After more than a year of silence, Mr Biden and Mr Xi agreed that the relations between US and Chinese militaries should resume with what the president described as getting “back to direct, open, clear, direct communications, on a direct basis”.
This means that Defence Secretary Lloyd Austin will talk regularly with his Chinese counterpart, as will the Chairman of the Joint Chiefs of Staff and other top commanders. There will also be exchanges between lower-level officers, with the goal of keeping informal relationships afloat to allow for a degree of trust between the two countries’ forces.

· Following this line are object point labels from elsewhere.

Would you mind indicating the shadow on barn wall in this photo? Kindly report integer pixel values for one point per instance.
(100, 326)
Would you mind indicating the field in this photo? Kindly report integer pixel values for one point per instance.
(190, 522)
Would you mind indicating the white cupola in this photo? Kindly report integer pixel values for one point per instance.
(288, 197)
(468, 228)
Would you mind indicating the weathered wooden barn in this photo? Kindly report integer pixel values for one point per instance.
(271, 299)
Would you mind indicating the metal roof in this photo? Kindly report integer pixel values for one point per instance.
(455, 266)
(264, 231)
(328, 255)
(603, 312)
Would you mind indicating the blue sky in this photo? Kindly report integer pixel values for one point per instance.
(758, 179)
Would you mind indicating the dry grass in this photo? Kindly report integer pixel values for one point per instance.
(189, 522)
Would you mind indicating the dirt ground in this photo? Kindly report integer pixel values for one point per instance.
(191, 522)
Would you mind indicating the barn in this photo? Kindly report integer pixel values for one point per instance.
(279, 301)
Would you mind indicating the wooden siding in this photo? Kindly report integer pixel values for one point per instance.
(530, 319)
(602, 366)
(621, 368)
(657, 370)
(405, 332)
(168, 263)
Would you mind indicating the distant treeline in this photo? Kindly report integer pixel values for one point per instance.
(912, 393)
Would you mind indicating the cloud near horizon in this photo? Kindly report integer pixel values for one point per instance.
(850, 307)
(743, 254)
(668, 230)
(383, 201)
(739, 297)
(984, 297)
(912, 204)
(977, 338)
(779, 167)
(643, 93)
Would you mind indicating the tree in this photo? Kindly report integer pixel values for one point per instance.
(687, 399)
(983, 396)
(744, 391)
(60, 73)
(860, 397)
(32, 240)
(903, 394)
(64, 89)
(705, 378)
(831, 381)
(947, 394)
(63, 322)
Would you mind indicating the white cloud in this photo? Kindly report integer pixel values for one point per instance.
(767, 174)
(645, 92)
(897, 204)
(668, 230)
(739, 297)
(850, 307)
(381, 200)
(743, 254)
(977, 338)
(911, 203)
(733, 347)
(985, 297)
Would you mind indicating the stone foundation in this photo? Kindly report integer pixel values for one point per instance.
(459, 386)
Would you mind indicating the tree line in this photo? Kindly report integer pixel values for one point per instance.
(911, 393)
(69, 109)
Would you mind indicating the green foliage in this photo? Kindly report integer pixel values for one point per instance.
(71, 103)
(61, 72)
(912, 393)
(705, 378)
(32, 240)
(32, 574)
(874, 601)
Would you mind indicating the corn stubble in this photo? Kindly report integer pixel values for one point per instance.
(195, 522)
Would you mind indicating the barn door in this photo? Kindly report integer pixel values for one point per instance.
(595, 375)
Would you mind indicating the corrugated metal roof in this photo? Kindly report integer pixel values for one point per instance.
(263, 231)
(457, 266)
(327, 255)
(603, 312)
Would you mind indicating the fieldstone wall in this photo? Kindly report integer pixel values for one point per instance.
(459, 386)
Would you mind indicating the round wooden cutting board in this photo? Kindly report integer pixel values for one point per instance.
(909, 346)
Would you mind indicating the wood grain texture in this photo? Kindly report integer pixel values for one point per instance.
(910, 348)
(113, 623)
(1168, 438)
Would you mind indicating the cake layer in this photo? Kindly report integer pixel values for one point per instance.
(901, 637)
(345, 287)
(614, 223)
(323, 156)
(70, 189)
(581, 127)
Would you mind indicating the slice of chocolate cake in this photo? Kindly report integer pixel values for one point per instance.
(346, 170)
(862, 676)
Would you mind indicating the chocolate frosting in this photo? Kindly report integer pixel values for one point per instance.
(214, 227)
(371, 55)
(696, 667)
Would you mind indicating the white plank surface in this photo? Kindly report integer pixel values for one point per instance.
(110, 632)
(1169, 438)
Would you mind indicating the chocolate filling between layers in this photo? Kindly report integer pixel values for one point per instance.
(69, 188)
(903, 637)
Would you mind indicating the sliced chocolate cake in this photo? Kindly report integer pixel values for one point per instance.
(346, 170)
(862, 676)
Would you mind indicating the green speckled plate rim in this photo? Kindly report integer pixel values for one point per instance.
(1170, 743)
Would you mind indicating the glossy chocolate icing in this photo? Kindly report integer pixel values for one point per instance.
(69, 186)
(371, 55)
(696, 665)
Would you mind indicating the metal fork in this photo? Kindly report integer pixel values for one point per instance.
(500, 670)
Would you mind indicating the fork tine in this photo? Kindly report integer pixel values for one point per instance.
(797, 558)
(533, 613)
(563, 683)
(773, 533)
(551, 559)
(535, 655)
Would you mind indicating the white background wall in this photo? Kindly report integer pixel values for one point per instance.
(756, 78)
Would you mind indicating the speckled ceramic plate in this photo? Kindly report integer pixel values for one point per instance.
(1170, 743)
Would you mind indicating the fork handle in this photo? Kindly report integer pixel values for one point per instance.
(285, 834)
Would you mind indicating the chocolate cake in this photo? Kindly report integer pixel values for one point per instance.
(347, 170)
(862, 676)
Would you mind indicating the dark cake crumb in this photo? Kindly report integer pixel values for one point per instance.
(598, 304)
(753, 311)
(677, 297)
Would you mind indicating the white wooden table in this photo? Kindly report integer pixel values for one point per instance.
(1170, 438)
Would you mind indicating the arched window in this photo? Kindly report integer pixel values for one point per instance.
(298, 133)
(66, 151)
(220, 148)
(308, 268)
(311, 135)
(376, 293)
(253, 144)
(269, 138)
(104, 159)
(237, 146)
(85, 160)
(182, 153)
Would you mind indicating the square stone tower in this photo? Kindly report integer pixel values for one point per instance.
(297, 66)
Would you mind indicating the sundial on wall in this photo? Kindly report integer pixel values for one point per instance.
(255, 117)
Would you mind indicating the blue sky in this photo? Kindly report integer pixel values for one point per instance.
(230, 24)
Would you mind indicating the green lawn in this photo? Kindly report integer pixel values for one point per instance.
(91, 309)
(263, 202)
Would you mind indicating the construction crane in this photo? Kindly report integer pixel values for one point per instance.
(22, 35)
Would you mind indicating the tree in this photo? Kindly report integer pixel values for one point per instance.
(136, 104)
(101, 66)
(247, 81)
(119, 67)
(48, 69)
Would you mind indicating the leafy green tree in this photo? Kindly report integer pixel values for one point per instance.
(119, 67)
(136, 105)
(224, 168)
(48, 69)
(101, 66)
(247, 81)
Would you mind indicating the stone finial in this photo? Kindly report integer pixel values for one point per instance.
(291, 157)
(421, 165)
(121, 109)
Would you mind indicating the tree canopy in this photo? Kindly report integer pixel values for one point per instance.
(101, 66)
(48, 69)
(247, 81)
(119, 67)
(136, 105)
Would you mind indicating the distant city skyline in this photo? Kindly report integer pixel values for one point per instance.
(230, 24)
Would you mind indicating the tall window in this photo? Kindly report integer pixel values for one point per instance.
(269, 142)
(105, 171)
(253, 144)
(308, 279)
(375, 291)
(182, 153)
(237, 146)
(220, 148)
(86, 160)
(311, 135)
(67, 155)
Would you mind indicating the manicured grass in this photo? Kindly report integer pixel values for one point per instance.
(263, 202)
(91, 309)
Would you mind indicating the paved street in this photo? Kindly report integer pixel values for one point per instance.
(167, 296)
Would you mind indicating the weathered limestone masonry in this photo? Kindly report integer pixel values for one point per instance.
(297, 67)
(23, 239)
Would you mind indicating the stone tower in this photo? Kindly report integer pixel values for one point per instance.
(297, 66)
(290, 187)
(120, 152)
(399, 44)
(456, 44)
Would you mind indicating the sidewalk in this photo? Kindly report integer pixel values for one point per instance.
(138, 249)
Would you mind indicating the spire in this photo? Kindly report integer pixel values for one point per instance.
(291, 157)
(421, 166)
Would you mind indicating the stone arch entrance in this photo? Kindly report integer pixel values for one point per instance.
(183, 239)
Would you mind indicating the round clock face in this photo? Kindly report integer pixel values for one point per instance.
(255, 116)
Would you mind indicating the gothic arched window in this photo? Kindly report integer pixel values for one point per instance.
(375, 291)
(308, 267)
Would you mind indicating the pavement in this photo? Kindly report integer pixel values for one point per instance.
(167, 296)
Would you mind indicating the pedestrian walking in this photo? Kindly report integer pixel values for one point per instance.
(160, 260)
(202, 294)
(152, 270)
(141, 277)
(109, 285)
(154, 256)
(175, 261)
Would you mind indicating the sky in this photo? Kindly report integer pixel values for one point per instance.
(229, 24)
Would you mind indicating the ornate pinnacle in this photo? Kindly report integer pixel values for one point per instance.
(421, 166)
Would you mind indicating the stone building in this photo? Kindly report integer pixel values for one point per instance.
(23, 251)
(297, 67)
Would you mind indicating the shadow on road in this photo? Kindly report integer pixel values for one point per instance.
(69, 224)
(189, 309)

James Stavridis, a retired US Navy admiral who served as Supreme Allied Commander, Europe, told The Independent that the move was of “enormous importance, both tactically and strategically”.
“Tactically it will provide a mechanism for senior commanders at every level to communicate and defuse a dangerous situation if necessary. Longer-term, it may provide a strategic framework to create a set of standing protocols that would reduce tensions by separating military units at reasonable distances, much as was the case between the USSR during the Cold War,” he said.
Asked whether the resumption of ties was alone enough to make Mr Biden the “winner” of the summit, he noted in an email that “so much of life is ‘compared to,’” and added that compared to the state of things a year ago, the development was an “outstanding success”.